(Reuters) - A divided federal appeals court struck down a federal ban on political advertising on public TV and radio stations, a decision that could open the public airwaves to campaign ads for the November elections.

By a 2-1 vote, a panel of the 9th U.S. Circuit Court of Appeals in San Francisco said the Federal Communications Commission violated the First Amendment's free speech clause by blocking public broadcasters from running political and public issue ads.

The court said the ban was overly broad and that lifting it would not threaten to undermine the educational nature of public broadcast stations. It upheld a ban on ads for goods and services on behalf of for-profit companies.

Public issue and political speech in particular is at the very core of the First Amendment's protection, Judge Carlos Bea wrote in the main opinion.

Public issue and political advertisements pose no threat of ‘commercialization,' he continued. By definition, such advertisements do not encourage viewers to buy commercial goods and services.
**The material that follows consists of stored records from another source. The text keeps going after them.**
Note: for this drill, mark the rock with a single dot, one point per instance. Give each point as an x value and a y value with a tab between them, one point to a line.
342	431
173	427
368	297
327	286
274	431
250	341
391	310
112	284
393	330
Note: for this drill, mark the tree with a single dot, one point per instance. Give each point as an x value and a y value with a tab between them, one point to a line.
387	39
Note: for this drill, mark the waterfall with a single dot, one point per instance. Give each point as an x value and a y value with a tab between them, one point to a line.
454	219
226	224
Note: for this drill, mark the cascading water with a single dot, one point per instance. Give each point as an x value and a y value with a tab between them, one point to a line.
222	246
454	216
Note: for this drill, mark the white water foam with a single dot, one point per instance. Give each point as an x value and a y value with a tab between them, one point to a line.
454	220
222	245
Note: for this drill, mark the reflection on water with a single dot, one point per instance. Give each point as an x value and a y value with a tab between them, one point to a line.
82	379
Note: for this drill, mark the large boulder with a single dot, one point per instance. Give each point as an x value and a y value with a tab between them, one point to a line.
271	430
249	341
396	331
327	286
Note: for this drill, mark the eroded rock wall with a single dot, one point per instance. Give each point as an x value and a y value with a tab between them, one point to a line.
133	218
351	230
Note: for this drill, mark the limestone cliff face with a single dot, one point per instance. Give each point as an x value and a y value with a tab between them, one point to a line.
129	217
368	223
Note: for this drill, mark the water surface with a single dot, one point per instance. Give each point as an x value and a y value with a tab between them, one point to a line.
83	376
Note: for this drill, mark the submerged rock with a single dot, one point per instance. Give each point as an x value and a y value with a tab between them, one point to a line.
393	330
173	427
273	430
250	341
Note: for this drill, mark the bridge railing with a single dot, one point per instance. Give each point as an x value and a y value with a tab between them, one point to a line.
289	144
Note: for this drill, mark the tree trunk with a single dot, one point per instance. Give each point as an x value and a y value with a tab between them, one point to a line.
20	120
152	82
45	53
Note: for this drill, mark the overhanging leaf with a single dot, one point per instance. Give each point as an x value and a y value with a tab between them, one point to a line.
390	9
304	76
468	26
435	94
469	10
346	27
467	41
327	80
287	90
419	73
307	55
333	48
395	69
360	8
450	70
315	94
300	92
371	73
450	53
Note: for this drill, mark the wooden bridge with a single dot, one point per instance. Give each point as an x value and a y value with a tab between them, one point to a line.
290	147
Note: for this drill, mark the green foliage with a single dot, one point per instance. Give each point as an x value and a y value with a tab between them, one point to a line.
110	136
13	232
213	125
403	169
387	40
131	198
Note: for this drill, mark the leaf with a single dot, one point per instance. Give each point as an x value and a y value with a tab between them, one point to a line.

A ban on such advertising therefore cannot be narrowly tailored to serve the interest of preventing the 'commercialization' of broadcasting.

The Minority Television Project, a nonprofit that runs KMTP-TV in San Francisco, had challenged the FCC after being fined $10,000 for running paid ads from companies such as insurer State Farm and General Motors' Chevrolet division.

The FCC countered that the government has a significant interest in ensuring the airing of educational programming, many of which run on Public Broadcasting Service stations.

It said if public broadcasters became more dependent on ads, they might end up replacing Sesame Street with programming that may appeal to a wider range of viewers or listeners.

Walter Diercks, a lawyer representing the Minority Television Project, declined immediate comment. The FCC did not immediately respond to requests for comment. A PBS spokeswoman declined to comment.


Norman Ornstein, resident scholar at the American Enterprise Institute, said the decision could fundamentally change the character of public television and radio by allowing deep-pocketed political and other organizations to begin swooping onto the public airwaves to air their messages.

I served on the board of PBS for six years and I know how much we struggled to get adequate funding, he said. This is just going to move us further away from what remains of a public square. ... To be truthful, it scares me to death.

The AEI is a conservative Washington think tank.

A federal district judge in San Francisco upheld the FCC restrictions in August 2009. Thursday's decision left the $10,000 fine intact. The 9th Circuit oversees cases in several Western states.


Concurring in Thursday's result, 9th Circuit Judge John Noonan said the rise of newer technologies for transmitting TV programs - such as cable, satellite, cell phones, the Internet and tablets - required a closer look at how the government regulates speech on broadcast television.

He also suggested that regulations may be inconsistent, referring to notices on behalf of financial services company Charles Schwab on the show PBS NewsHour.

I have seen announcements that to my mind are ads, he wrote. I have viewed Charles Schwab's message, 'Talk to Chuck' - it is not about Chuck's golf game.

Judge Richard Paez dissented.

For almost 60 years, commercial public broadcasters have been effectively insulated from the lure of paid advertising, he wrote. The court's judgment will disrupt this policy and could jeopardize the future of public broadcasting. I am not persuaded that the First Amendment mandates such an outcome.

Bea was appointed to the 9th Circuit by President George W. Bush; Noonan by President Ronald Reagan; and Paez by President Bill Clinton.

The case is Minority Television Project Inc v. FCC, 9th U.S. Circuit Court of Appeals, No. 09-17311.